Chlamydia smiled and tilted her head, looking at her sister. Ischaemia had worn a scarlet dress, so tight it might have been painted on, with cap sleeves, a plunging neckline, and a hem short enough that it was barely legal. "And you!" Chlamydia announced. "So thin! You look like an old holo of mother!"

Ischaemia laughed, and kissed her sister's cheek again. "So sweet of you to say," she said, taking Chlamydia's elbow.

Shepard paced the medical room processing everything that he just heard. "So this is what Starfleet was so hush hush about. I had heard several things in reference to holograms, but I didn't have a clue."

Rico looked over to Jade to see if she was following. "Have you heard about these before?"
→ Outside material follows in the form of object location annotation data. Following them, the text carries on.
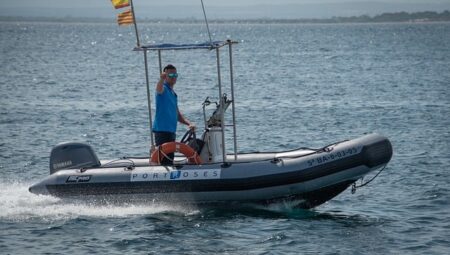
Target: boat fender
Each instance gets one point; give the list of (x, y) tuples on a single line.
[(171, 147)]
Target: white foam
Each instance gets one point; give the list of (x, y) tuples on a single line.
[(17, 204)]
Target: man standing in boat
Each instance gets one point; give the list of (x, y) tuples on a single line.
[(167, 112)]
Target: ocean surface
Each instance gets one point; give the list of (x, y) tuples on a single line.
[(296, 85)]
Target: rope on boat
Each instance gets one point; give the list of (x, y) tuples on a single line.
[(354, 186)]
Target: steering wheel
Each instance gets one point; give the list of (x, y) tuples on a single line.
[(188, 136)]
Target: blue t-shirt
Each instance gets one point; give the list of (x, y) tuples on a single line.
[(166, 117)]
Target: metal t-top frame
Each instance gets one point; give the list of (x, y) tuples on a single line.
[(215, 45)]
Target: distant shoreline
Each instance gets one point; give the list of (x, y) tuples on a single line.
[(416, 17)]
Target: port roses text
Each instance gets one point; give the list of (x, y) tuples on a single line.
[(203, 174)]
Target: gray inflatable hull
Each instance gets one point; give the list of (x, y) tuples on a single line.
[(309, 177)]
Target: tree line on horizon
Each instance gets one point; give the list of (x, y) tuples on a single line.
[(425, 16)]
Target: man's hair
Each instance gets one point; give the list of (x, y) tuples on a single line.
[(169, 67)]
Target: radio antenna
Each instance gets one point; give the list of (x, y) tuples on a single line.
[(206, 21)]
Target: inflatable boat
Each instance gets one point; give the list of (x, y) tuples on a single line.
[(204, 172)]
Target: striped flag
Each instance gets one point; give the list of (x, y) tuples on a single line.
[(120, 3), (125, 18)]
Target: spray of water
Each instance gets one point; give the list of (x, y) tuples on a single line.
[(17, 204)]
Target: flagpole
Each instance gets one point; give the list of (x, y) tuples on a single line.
[(152, 142), (135, 25)]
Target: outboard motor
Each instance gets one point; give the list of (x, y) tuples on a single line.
[(72, 155)]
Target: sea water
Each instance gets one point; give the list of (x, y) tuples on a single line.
[(296, 85)]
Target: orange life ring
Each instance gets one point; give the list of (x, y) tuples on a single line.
[(170, 147)]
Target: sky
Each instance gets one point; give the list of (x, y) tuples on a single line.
[(220, 9)]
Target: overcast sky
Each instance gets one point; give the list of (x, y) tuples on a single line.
[(220, 8)]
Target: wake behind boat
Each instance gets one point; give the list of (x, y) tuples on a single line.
[(204, 172)]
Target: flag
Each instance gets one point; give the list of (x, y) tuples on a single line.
[(120, 3), (125, 18)]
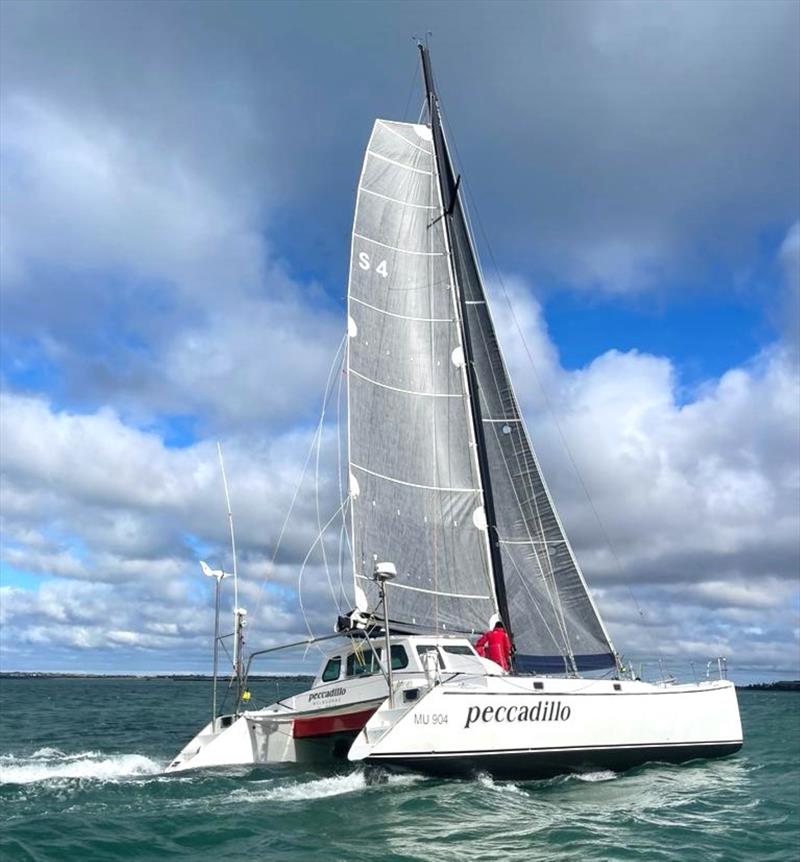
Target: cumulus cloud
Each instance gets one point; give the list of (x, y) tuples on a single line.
[(177, 189)]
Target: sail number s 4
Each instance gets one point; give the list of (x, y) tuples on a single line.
[(430, 718), (366, 264)]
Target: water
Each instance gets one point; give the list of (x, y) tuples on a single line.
[(80, 779)]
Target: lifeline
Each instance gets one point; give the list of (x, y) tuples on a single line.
[(543, 711)]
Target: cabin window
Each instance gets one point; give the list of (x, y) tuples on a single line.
[(332, 669), (399, 657), (423, 648), (362, 662), (458, 649)]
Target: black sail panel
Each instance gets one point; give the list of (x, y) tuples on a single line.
[(553, 618)]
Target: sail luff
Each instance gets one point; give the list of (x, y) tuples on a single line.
[(554, 589), (513, 396), (449, 194)]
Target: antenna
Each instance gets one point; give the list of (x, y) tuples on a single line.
[(236, 611)]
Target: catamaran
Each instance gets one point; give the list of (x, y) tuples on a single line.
[(452, 527)]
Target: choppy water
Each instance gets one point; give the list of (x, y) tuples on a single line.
[(80, 765)]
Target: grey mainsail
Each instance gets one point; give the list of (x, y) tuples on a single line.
[(414, 484), (444, 480)]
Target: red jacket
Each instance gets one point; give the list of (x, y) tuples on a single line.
[(495, 645)]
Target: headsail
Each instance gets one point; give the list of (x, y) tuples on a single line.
[(415, 490), (543, 594)]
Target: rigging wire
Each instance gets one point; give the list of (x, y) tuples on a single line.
[(309, 455)]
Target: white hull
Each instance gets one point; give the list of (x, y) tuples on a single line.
[(522, 727), (466, 716)]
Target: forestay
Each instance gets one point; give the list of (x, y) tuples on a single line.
[(414, 485)]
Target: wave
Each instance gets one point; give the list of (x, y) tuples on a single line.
[(320, 788), (49, 764), (600, 775)]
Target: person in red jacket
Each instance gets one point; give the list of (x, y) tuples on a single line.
[(496, 645)]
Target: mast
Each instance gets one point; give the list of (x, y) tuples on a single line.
[(449, 192)]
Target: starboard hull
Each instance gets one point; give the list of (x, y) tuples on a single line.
[(547, 763), (509, 729)]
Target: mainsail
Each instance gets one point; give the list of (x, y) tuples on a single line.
[(443, 478), (414, 483)]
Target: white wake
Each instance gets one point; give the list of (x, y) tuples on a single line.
[(319, 788)]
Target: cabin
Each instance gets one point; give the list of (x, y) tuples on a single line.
[(363, 657)]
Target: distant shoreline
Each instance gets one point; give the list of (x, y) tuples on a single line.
[(176, 677), (781, 685)]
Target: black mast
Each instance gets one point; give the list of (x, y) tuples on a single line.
[(448, 185)]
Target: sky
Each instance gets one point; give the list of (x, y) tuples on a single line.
[(177, 192)]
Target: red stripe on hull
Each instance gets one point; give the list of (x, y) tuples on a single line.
[(322, 725)]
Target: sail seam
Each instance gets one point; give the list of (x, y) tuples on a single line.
[(395, 248), (415, 484), (398, 164), (400, 586), (403, 316), (397, 134), (531, 541), (396, 200), (404, 391)]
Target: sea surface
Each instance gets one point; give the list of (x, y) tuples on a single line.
[(80, 779)]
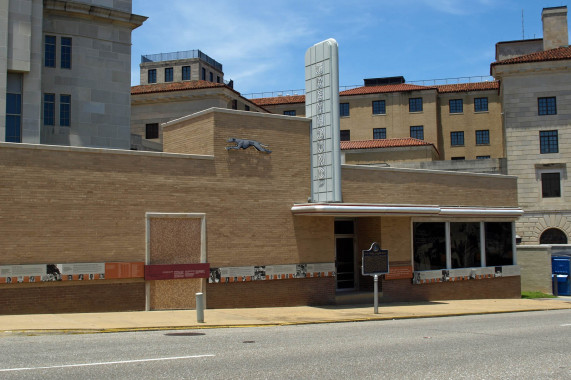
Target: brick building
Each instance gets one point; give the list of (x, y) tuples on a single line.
[(537, 123), (113, 214)]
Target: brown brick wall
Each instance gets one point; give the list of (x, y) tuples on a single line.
[(405, 291), (52, 298), (276, 293)]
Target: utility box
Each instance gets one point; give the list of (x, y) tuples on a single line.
[(561, 271)]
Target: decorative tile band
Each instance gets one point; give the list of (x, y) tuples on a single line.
[(12, 274), (270, 272), (464, 274)]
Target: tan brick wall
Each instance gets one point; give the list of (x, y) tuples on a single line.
[(294, 292), (170, 105), (52, 298), (198, 138), (392, 155), (402, 186), (397, 119), (279, 109), (80, 205), (469, 122), (535, 264)]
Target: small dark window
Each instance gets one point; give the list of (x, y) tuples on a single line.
[(152, 76), (186, 73), (429, 246), (379, 133), (483, 137), (414, 104), (548, 142), (480, 104), (13, 117), (379, 107), (417, 132), (65, 110), (456, 106), (50, 51), (49, 109), (168, 74), (551, 185), (547, 106), (499, 243), (344, 227), (65, 53), (152, 131), (553, 236), (456, 138)]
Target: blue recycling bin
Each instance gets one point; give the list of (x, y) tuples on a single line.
[(561, 275)]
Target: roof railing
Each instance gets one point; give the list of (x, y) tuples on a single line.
[(188, 54), (423, 82)]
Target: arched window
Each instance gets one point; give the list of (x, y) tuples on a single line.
[(553, 236)]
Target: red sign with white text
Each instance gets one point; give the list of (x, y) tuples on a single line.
[(176, 271)]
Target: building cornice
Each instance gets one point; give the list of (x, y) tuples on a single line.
[(524, 68), (83, 10)]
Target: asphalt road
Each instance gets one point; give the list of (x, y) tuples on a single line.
[(534, 345)]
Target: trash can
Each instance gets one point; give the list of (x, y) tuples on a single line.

Feeling no need to elaborate on any information she might already have connected to the few words from the good doctor, Lantz shook her head. "Not exactly. A few insubstantial rumors. When Starfleet covers, it covers well." She looked at Doctor Addams. "It's no wonder you reacted as you did. It might, at first glance, have seemed out of character, but it would be a shock to anyone to ... what? Find out the ship was still out there somewhere?"
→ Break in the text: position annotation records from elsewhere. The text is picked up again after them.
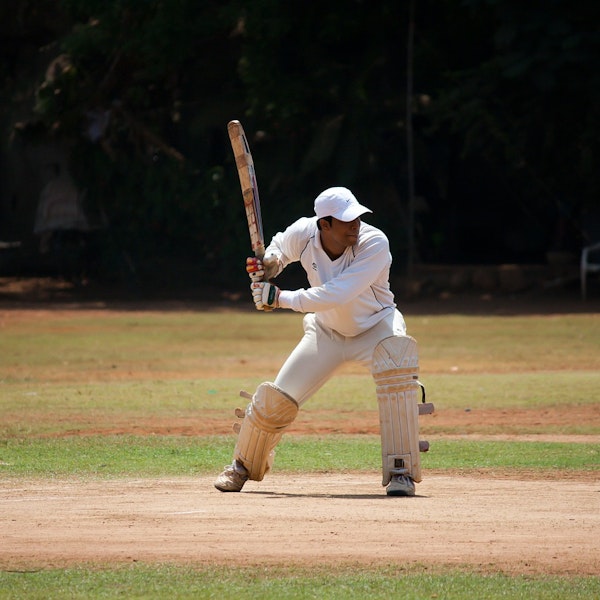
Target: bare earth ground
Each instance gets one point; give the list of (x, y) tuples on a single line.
[(528, 523)]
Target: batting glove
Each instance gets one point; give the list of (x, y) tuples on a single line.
[(272, 266), (255, 268), (265, 295)]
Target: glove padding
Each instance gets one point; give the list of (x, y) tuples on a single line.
[(265, 295), (262, 270)]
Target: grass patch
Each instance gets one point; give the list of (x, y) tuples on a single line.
[(155, 456), (179, 582)]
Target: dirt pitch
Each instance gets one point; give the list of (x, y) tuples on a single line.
[(476, 522), (518, 524)]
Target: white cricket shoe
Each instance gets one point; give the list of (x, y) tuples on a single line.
[(401, 485), (233, 478)]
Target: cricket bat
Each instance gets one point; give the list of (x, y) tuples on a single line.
[(247, 174)]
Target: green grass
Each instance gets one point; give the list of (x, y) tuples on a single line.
[(154, 456), (63, 380), (166, 581)]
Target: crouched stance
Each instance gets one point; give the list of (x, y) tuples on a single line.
[(350, 316)]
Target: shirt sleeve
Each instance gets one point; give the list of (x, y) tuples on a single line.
[(371, 259), (288, 245)]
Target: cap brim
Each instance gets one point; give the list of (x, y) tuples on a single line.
[(352, 212)]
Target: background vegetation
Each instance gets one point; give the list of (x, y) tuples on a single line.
[(494, 102)]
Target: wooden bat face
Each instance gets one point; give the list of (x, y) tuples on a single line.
[(247, 175)]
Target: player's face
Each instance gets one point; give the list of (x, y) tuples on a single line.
[(339, 235)]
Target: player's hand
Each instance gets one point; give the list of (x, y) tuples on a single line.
[(262, 270), (255, 268), (265, 295), (271, 265)]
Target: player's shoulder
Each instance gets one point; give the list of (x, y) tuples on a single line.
[(372, 233), (304, 225)]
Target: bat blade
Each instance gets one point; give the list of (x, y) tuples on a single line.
[(247, 175)]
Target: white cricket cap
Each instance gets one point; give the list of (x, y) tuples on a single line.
[(340, 203)]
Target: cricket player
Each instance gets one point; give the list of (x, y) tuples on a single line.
[(350, 315)]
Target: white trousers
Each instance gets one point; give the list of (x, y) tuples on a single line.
[(321, 351)]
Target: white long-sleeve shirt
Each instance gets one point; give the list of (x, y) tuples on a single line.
[(350, 294)]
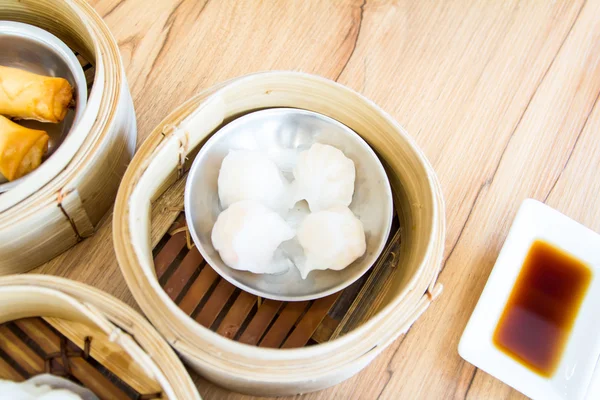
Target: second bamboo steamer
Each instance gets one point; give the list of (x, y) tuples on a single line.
[(43, 217)]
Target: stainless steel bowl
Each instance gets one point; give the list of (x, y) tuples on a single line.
[(36, 50), (282, 133)]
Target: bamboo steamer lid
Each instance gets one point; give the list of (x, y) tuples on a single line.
[(65, 199), (164, 157), (27, 296)]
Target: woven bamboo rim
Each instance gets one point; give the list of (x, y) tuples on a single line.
[(161, 160), (66, 197), (39, 295)]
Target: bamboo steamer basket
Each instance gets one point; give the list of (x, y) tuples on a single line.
[(114, 328), (163, 159), (65, 199)]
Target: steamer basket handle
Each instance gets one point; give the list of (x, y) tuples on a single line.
[(72, 208)]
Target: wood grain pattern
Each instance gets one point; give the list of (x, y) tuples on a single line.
[(500, 95)]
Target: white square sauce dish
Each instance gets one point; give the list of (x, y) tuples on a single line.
[(536, 326)]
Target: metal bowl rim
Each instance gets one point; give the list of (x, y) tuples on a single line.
[(209, 260)]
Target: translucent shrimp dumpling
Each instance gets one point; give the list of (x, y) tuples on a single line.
[(250, 175), (332, 239), (324, 178), (247, 234)]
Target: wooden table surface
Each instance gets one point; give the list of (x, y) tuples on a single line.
[(502, 96)]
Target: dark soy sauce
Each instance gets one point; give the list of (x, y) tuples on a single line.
[(542, 307)]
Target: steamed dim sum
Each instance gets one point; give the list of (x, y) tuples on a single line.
[(331, 239), (247, 234), (324, 178), (21, 149), (250, 175), (24, 95)]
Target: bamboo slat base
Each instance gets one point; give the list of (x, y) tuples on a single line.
[(218, 305)]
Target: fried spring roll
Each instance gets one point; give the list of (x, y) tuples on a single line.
[(21, 149), (24, 95)]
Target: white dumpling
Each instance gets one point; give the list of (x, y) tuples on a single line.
[(247, 234), (250, 175), (324, 178), (332, 239)]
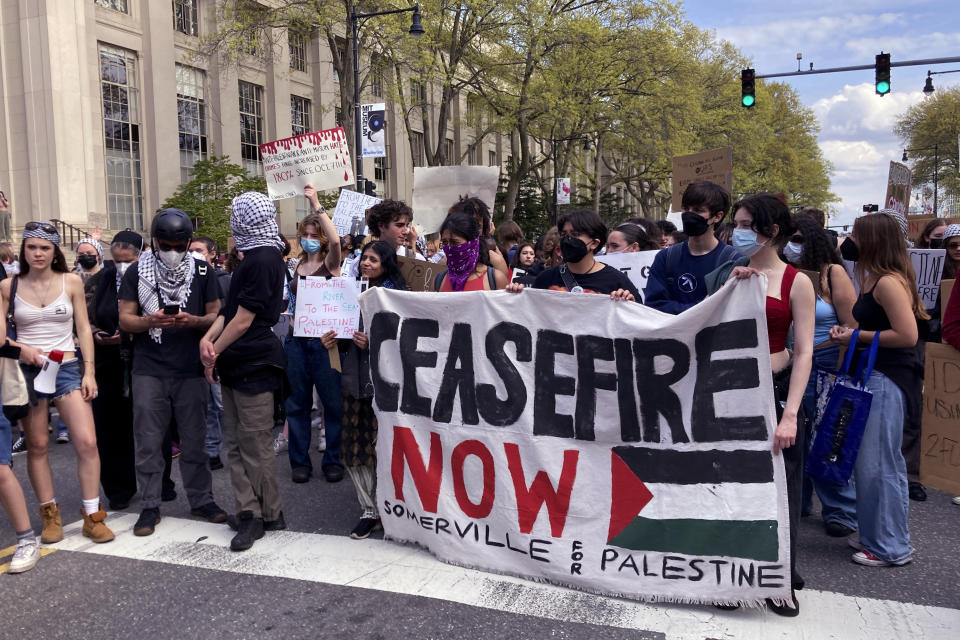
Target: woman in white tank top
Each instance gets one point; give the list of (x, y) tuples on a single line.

"Ouiche," Addams said. "Though you anticipate the end of the story. After the relief expedition arrived, Archimedes got underway." The Doctor sighed, and rubbed her eyebrow. "And has not been heard from again. I can recall nothing between Archimedes departing Starbase 50, and Thing and I being found alone in an escape pod drifting in space, three months later. Archimedes is listed as overdue, presumed lost.

"So. Yes. When I heard that an unidentified Intrepid class starship had been observed acting in a... mysterious... manner, it was something of a shock to me." Addams laced her fingers with Thing's.

Shepard was amazed by everything he just heard from the Doctor. He was simply stunned and amazed that Starfleet could keep such a thing a secret. But, he instantly realized that if the Doctor was the only one to return, it couldn't be that hard of a secret to keep. "And there have been no more leads to what happened to Archimedes?" he asked.

"None... or at least, none of which Starfleet has informed me," Addams answered. "From my recollection and Starfleet records, Archimedes departed Starbase 50 enroute to Risa. It was felt that the crew had earned an extended shore leave. But when Samurai found my escape pod, it was nowhere near the least-time flight path between the Starbase and Risa." She sighed. "I was extensively debriefed. They even brought in telepaths to attempt to recover the missing time. To no avail."

Still amazed, Shepard pulled himself together to figure out how he could best be of use here. "Well Doctor, I must say the mystery of the Archimedes does intrigue me. Perhaps when we get a handle on things here, we could look into it more.... That is, if you are interested."

In no sense was Jade psychic or empathic. The abilities of the El Aurians didn't tend that way. Their strengths came from millennia of dealing with other species and libraries of records on those dealings. At least they had, before the Borg destroyed almost everything that was El Aurian. Something, though, was telling Jade that she, and everyone else, needed to be at peak efficiency for the foreseeable future.

"I look forward to a good mystery myself, but right now," Jade said, "we need to be sure you're ready to be back on call in Sickbay. I have a feeling there's going to be a need for your services, and long before we would expect. I have a sense of uneasiness, and I can't pin it down."